After climbing the sand dune, we had a guided tour throught Sossusvlei. Our guide was a local bushman who really knew about the local plants and animals, including these little lizards, which he informed us the local bushman eat live in order to preserve their water.  The guide also dug up a few spiders from underneath the sand and gave a lot of information about the local plants.

In the middle of the sand dunes are several “dead vlei.” These are the areas where water once pooled in times of flood, which ocurrs about every 10 – 20 years, but which water can no longer reach. The areas can be several kilometers across.
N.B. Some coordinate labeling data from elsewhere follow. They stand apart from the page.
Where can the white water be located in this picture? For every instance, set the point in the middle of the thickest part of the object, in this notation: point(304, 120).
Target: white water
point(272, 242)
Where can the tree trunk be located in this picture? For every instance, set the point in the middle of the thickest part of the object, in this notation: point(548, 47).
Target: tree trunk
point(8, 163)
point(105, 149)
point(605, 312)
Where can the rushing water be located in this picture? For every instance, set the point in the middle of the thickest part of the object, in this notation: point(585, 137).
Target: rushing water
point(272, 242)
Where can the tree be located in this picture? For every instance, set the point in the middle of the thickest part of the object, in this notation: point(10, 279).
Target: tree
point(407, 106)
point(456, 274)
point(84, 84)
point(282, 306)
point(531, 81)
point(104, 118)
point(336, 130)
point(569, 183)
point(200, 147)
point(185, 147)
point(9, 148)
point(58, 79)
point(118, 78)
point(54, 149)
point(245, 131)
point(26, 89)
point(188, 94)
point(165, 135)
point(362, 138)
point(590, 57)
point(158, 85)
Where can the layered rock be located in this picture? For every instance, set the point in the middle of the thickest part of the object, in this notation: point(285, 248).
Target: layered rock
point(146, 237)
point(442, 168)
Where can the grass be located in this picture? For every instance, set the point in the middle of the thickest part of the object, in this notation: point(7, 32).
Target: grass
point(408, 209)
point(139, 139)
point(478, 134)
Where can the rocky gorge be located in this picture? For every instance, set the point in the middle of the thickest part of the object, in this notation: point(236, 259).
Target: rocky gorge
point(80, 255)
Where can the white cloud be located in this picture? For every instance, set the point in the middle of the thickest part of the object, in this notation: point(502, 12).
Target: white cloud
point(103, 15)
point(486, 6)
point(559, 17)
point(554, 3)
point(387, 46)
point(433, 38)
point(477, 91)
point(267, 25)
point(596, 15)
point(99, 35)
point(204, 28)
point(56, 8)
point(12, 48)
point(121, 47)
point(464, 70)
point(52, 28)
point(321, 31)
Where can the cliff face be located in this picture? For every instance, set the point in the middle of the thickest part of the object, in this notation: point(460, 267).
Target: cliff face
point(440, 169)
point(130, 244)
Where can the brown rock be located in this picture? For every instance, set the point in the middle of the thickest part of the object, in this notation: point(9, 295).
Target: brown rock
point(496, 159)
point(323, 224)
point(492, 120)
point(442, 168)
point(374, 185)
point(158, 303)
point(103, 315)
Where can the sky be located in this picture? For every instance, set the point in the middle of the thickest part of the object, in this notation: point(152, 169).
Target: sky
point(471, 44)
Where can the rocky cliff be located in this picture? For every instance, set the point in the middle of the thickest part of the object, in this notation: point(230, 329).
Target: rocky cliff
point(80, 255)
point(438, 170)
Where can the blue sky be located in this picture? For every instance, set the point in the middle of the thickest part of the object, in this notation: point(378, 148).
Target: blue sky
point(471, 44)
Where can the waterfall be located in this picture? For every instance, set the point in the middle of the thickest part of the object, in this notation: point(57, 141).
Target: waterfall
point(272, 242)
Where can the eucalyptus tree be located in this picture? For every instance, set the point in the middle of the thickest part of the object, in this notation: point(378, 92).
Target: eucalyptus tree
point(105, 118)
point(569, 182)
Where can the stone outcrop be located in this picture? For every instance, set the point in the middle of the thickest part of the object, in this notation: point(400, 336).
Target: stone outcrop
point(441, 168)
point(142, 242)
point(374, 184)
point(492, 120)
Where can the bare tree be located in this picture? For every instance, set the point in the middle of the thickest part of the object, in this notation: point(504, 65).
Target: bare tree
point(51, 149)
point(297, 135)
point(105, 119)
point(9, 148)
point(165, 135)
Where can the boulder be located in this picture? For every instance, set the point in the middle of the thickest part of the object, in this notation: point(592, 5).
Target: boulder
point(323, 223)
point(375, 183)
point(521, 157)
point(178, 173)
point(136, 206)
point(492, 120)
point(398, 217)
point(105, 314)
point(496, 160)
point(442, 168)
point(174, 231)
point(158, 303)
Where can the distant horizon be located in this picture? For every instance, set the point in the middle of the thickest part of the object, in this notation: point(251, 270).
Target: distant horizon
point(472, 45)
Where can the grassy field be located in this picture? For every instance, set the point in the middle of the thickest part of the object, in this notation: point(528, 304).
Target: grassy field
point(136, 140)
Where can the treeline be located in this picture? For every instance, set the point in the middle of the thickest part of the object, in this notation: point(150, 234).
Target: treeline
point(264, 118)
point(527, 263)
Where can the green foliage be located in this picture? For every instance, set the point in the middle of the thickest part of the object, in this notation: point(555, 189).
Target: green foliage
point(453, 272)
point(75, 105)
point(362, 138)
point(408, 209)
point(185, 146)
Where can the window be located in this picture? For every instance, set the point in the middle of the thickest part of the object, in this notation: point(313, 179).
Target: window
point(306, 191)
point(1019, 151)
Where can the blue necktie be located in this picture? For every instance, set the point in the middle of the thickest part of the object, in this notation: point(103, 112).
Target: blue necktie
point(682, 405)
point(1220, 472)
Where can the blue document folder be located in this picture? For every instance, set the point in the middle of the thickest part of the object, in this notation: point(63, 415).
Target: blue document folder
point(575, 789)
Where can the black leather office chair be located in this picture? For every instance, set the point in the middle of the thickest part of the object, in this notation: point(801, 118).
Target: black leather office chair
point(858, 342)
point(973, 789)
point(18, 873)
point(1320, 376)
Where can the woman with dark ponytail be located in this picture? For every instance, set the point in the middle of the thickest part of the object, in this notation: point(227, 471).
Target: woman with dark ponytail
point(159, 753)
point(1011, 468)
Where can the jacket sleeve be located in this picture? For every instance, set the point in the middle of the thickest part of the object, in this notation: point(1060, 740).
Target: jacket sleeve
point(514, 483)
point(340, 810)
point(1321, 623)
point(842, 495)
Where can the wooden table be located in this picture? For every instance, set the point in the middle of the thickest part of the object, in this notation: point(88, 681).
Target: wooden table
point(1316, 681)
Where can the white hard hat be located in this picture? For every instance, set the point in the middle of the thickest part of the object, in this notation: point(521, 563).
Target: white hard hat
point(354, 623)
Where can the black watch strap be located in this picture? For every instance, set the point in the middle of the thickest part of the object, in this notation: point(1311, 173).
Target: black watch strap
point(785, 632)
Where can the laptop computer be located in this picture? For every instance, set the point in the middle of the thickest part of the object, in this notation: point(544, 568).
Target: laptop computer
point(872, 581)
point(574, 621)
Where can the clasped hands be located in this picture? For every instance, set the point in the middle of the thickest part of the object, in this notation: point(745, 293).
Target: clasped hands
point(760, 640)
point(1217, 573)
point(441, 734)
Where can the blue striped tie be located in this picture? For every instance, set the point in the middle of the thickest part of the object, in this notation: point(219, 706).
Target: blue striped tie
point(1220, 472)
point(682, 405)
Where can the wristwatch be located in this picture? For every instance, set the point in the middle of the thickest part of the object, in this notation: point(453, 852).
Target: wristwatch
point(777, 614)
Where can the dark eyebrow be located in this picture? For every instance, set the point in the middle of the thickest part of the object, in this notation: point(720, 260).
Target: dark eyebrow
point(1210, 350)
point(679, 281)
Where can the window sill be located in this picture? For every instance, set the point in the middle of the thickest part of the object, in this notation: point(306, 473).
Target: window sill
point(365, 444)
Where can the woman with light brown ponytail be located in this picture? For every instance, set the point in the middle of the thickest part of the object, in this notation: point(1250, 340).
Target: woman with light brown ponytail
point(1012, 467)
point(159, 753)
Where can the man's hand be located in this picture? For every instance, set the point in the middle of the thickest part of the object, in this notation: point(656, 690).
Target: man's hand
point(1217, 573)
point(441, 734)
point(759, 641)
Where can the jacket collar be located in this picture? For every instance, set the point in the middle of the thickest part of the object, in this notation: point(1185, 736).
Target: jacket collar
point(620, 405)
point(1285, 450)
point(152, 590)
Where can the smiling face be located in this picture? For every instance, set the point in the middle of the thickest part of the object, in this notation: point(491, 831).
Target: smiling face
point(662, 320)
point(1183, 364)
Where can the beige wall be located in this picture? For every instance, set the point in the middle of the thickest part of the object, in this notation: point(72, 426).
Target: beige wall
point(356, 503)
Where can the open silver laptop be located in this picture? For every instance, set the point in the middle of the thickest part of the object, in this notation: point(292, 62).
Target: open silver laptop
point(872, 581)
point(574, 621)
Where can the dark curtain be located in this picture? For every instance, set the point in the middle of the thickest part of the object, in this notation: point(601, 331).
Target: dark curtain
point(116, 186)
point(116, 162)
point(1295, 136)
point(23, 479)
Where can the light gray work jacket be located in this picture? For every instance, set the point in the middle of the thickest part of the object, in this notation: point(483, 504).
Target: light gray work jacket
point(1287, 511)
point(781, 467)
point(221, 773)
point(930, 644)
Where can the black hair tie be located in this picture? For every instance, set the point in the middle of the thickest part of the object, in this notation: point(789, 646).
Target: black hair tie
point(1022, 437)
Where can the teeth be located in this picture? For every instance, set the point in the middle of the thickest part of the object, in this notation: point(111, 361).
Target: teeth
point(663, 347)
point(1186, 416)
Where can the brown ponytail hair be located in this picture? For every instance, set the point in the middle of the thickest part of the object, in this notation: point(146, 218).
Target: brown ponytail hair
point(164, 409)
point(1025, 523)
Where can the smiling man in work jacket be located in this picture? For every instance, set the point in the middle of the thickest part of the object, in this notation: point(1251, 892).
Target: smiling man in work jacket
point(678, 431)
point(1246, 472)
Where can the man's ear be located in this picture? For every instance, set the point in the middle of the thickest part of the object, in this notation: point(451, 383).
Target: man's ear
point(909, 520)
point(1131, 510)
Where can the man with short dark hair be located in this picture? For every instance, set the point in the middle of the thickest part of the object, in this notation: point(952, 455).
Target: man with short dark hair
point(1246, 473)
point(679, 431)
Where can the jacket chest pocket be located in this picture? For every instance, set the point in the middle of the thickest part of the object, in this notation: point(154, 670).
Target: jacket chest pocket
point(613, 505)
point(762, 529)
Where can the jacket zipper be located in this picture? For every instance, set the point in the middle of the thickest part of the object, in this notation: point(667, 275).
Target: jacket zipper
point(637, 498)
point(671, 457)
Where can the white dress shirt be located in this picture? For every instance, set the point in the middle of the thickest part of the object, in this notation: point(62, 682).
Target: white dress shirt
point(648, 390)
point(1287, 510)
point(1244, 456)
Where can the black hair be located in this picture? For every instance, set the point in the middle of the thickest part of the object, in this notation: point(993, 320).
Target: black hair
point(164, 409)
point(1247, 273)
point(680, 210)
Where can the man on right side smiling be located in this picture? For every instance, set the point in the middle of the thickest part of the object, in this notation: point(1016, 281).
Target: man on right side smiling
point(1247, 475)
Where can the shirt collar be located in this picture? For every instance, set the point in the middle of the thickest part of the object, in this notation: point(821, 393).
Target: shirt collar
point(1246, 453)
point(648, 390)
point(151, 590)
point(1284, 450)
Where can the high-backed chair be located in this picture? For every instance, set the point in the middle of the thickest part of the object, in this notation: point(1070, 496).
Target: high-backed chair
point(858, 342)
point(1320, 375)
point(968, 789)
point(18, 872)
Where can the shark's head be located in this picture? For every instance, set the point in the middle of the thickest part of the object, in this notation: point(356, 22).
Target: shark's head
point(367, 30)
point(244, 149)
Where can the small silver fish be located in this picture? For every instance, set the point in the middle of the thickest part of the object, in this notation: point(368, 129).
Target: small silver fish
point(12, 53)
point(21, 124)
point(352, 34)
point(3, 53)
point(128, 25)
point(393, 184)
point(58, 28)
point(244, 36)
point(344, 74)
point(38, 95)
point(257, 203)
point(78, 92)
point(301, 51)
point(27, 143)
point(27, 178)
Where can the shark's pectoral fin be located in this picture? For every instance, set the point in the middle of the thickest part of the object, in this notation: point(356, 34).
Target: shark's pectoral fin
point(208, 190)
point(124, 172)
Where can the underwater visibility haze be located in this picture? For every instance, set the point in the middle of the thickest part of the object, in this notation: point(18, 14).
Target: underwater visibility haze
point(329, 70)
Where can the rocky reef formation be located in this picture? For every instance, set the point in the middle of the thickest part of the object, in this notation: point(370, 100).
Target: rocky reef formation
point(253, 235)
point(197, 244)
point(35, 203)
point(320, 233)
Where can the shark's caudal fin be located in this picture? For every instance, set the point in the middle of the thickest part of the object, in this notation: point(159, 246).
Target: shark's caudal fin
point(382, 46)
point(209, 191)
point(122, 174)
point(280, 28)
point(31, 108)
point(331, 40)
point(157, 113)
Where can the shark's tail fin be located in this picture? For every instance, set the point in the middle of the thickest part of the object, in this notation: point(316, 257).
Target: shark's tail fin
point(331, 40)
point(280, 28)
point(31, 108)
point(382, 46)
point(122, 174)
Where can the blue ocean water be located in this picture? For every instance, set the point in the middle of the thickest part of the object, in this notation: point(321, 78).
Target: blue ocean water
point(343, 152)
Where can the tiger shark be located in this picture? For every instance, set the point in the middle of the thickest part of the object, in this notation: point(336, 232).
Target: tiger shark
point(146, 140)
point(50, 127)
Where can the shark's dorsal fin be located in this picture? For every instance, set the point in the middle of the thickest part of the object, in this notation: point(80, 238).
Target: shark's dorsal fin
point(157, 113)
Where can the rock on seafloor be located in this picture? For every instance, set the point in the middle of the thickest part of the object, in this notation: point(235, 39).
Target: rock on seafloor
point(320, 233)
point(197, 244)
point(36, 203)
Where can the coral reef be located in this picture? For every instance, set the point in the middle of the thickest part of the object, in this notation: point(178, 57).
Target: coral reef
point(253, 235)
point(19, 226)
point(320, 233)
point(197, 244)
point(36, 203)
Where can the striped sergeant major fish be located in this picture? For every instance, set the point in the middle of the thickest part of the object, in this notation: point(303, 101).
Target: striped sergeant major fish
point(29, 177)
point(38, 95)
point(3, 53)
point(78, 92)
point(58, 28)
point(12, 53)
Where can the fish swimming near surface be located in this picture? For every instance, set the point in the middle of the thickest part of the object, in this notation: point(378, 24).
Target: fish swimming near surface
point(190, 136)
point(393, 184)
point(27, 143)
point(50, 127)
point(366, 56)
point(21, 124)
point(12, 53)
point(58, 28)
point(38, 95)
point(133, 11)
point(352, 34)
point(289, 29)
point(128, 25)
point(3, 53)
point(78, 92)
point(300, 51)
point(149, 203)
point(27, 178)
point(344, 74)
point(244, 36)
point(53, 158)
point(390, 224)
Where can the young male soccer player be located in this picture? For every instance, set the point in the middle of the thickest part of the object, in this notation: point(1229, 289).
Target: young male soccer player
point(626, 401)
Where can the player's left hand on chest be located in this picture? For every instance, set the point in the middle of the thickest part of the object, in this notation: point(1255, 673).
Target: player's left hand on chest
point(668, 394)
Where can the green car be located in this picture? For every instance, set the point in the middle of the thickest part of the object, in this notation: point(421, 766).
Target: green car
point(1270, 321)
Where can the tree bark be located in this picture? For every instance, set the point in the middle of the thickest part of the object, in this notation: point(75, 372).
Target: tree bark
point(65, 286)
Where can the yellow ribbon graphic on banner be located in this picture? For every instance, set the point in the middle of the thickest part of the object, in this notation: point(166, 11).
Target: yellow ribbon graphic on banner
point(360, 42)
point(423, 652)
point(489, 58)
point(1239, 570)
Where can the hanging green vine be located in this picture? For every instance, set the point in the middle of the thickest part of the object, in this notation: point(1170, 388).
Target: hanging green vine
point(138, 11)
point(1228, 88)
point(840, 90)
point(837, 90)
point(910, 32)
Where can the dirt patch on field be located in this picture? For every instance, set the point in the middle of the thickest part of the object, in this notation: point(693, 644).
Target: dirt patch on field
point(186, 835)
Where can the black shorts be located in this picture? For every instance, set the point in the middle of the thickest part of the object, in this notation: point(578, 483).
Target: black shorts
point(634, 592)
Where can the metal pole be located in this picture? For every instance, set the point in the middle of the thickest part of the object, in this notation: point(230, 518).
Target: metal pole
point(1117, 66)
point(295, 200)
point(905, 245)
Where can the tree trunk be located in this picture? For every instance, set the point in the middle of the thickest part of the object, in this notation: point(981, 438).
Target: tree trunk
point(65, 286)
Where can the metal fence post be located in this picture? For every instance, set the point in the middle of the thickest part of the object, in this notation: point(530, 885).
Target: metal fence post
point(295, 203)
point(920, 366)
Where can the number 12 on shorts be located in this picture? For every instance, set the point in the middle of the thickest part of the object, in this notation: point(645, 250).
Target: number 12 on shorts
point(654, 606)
After visiting Sossusvlei, we made a quick stop at the Sesriem gorge. This is one of the few places where there is always water in the Namib desert, and as a result, many animals can be found. While we were there a troop of baboons was watering.

Day 11

We broke camp early and headed for Swakopmund, which is still in the Namib desert but is along the Atlantic coast. Along the way, we crossed the Tropic of Capircorn and were able to get out and take some pictures. After this, the drive was really hot and dusty until we made it to the coast, where the ocean breeze finally cooled things down a bit. By the time we made it to Swakopmund, we were all pretty tired, hot and dusty, and so we relaxed around the hotel most of the afternoon. This was the first time we had an real bed since Cape Town, and so it was very relaxing. We didn’t really feel like going out to dinner either. Luckily Jae and Eui treated us to a feast of traditional Korean noodles that they brought with them all the way from home. The dinner really hit the spot.

Day 12

Swakopmund is a city known for offering all sorts of adventure activities for visitors, so there was no resting today. We booked the Quad biking/Sandboarding combo and headed for the dunes at first light. I was a little leery of the whole thing when we booked it, but it really turned out to be a lot of fun.